Таковы были эти языческие ученики. Но точно таким (по сути дела) был и учитель, "ставший их жертвой". Сам себе учитель, который только еще вызревал. Но так и не вызрел бы, не найдись учитель сторонний, ставший наставником для совершения чуда самопросветления; для преподания в один прекрасный день, час и миг урока самому себе - обращения себя-язычника в себя-христианина, себя-злокозненного в себя-добронравного. Началось - должно было начаться - упорядоченное дело по умению приготовить себя для восприятия ниспосланного обращения, которое потом станет - не оно, конечно, а его бледная тень - ординарным уроком для всех: опустошенное чудо во имя будущего миссионерского порядка, грядущих крестовых войн, пустое потому, что утратит лично найденное слово-жест как живое свидетельство безмолвного Смысла.

А пока Амвросий из Медиолана, искомый учитель Августина, преднайденный им всей его предшествующей греховной жизнью, мало-помалу, но трудно и мучительно, сбрасывающей коросту суеты, просветляющей собственную богоданную суть.

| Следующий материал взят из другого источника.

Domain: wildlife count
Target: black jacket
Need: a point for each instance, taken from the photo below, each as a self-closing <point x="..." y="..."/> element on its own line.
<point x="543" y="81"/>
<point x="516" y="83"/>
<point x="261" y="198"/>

Амвросий - "один из лучших людей на земле, благочестивый твой (бога. В. Р.) служитель, чья проповедь в ту пору щедро питала народ твой туком пшеницы твоей, елеем радости и вином целомудрия. Этот человек божий принял меня, как отец, и по-епископски благожелательно отнесся к моему прибытию. Я полюбил его сначала не как наставника истины, которую уже не думал найти в твоей церкви, а просто как человека, благосклонного ко мне. Я старательно вслушивался в его поучения народу, но не с тем вниманием, с каким должно, а как бы проверяя, заслужена ли слава о его красноречии, не слишком ли велика или мала она. Я приковывал свое внимание к его словам, а к тому, о чем он говорил, был не любопытен и небрежен. Я наслаждался приятностью речи, более ученою, чем у Фавста, хотя менее радующей и ласкающей слух своим слогом. По содержанию, однако, они несравнимы: ведь Фавст предан был ложному заблуждению манихеев, а Амвросий здравомысленно учил спасению. Но спасение далеко отстоит от грешников, к которым принадлежал и я в то время. Мало-помалу все же я, сам того не ведая, становился к нему все ближе" (V, 13). (Обратите внимание: учить спасению, тогда как дело по спасению глубоко личное дело. А учить - всех).